Chief Joe Browne of the Royal Newfoundland Constabulary met with Diane Spurrell and her son Dane at their home and apologized for actions he called “incorrect.”
“We deeply regret that Dane was exposed to this and I regret as well that his mom had to endure the discomfort caused by not knowing where her son was for quite some period of time,” Browne told a news conference hours after he spoke with the Spurrell family.
“I wish I could turn back time, but we can’t, so the best thing we can do now is to apologize sincerely and figure out where we go from here to make things better.”
Just after midnight Sunday, a police officer noticed a car swerve around Dane while he was walking along a street in Mount Pearl, a suburb west of St. John’s. The 18-year-old was on his way home after going to a nearby video game store.
The officer asked Dane if he was OK and told him he should not be walking on the road, but the teenager said that was impossible because there was no sidewalk in the area.
During her conversation with him, the officer suspected he may have been under the influence of alcohol or drugs.

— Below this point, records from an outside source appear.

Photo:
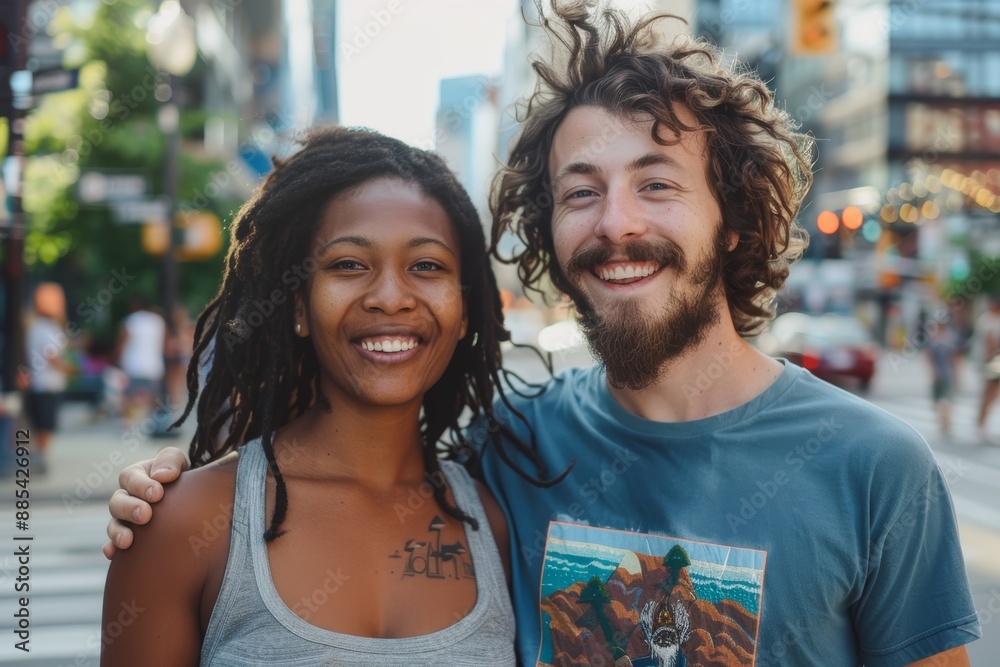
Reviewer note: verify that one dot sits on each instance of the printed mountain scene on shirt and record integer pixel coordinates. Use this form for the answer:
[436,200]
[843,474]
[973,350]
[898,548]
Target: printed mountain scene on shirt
[623,598]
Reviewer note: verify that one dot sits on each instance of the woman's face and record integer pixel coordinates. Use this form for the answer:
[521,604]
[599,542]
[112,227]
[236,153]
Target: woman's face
[384,308]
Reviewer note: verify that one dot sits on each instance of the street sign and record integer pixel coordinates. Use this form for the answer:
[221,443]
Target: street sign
[99,187]
[140,210]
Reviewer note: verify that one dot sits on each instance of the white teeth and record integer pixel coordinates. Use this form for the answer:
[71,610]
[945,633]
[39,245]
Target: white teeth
[625,272]
[389,345]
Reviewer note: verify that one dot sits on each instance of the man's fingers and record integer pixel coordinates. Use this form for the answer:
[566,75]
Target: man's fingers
[129,509]
[168,465]
[136,481]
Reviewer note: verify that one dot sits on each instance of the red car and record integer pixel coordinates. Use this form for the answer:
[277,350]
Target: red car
[830,346]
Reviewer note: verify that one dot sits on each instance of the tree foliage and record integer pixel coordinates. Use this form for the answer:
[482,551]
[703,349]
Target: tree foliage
[108,123]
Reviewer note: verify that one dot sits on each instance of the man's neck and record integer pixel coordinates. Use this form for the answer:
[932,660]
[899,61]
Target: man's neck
[722,373]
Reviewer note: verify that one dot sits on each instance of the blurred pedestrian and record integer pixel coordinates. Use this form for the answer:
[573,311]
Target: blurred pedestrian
[141,343]
[45,345]
[987,346]
[180,343]
[942,352]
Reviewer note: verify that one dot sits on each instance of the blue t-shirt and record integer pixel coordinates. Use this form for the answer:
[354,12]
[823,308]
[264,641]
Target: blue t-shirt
[805,527]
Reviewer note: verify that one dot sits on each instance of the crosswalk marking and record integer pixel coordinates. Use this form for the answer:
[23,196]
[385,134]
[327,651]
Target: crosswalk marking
[67,588]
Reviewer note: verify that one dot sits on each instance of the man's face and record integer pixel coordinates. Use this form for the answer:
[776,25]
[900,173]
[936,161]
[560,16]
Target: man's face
[638,234]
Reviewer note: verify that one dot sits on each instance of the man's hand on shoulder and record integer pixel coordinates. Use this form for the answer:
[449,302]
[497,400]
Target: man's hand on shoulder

She and another officer handcuffed him after “a very minor altercation,” believing it would be in the best interests of his safety, Browne said.
He was taken to a jail in downtown St. John’s. His mother was not aware of his whereabouts until she called 911 to report him missing five hours after his arrest.
The police did not allow Dane an opportunity to call his mother. He was returned home after they realized the mistake eight hours after he was stopped.
By law, the police are only required to allow a phone call to a lawyer, though they can exercise some flexibility in such situations, Browne said.
“It would’ve been absolutely no issue to provide access to a telephone or at least place a call on Dane’s behalf (to his mother),” Browne said.
“I sincerely wish that had occurred. In fact, if it had … I think it would’ve been resolved immediately.”
Diane Spurrell welcomed Browne’s apology and said she was confident he would handle the matter appropriately.
“They were deeply sorry for what happened and I believe that they’re sincere,” she said.
The Royal Newfoundland Constabulary will begin training next month to increase awareness for its officers of autism, Browne said.
“If any good can come of this, we can look towards Dane as really influencing police training in this province,” he said.
“It’s a mild comfort, but at least he’ll have an impact beyond this event.”
Dane will likely harbour a lifelong mistrust of the police because of the wrongful arrest, his mother said.
“I don’t think he’s ever going to trust law enforcement ever again,” she said. “But that being said, the benefit to all this is that I hope at least that law enforcement agencies will be better informed.”
The police have launched an internal and criminal investigation into the conduct of the officers.
Browne also expressed disappointment with one of the officers involved in the arrest who defended his actions in an online response to a news story about the incident.
“I challenge all you armchair quarterbacks to spend a week in my job,” the officer wrote.
“I have 15 years on patrol, and can spot a person who needs help. This person was a danger to himself and needed intervention.”
Browne confirmed the comments were those of one of the officers under investigation.
“He had spent, in my view, too much time reading the blog postings, and some of them were just vile and offensive, others were instructive and added to the debate,” Browne said.
“He felt obliged or compelled, I guess is the word, to respond and he told me that the minute he hit send, he wanted to try to figure out how to pull it back. But it was just a raw, emotional thing.”
Police were seeking to speak with two women who they believe may have witnessed the arrest while they were parked in a small green car nearby.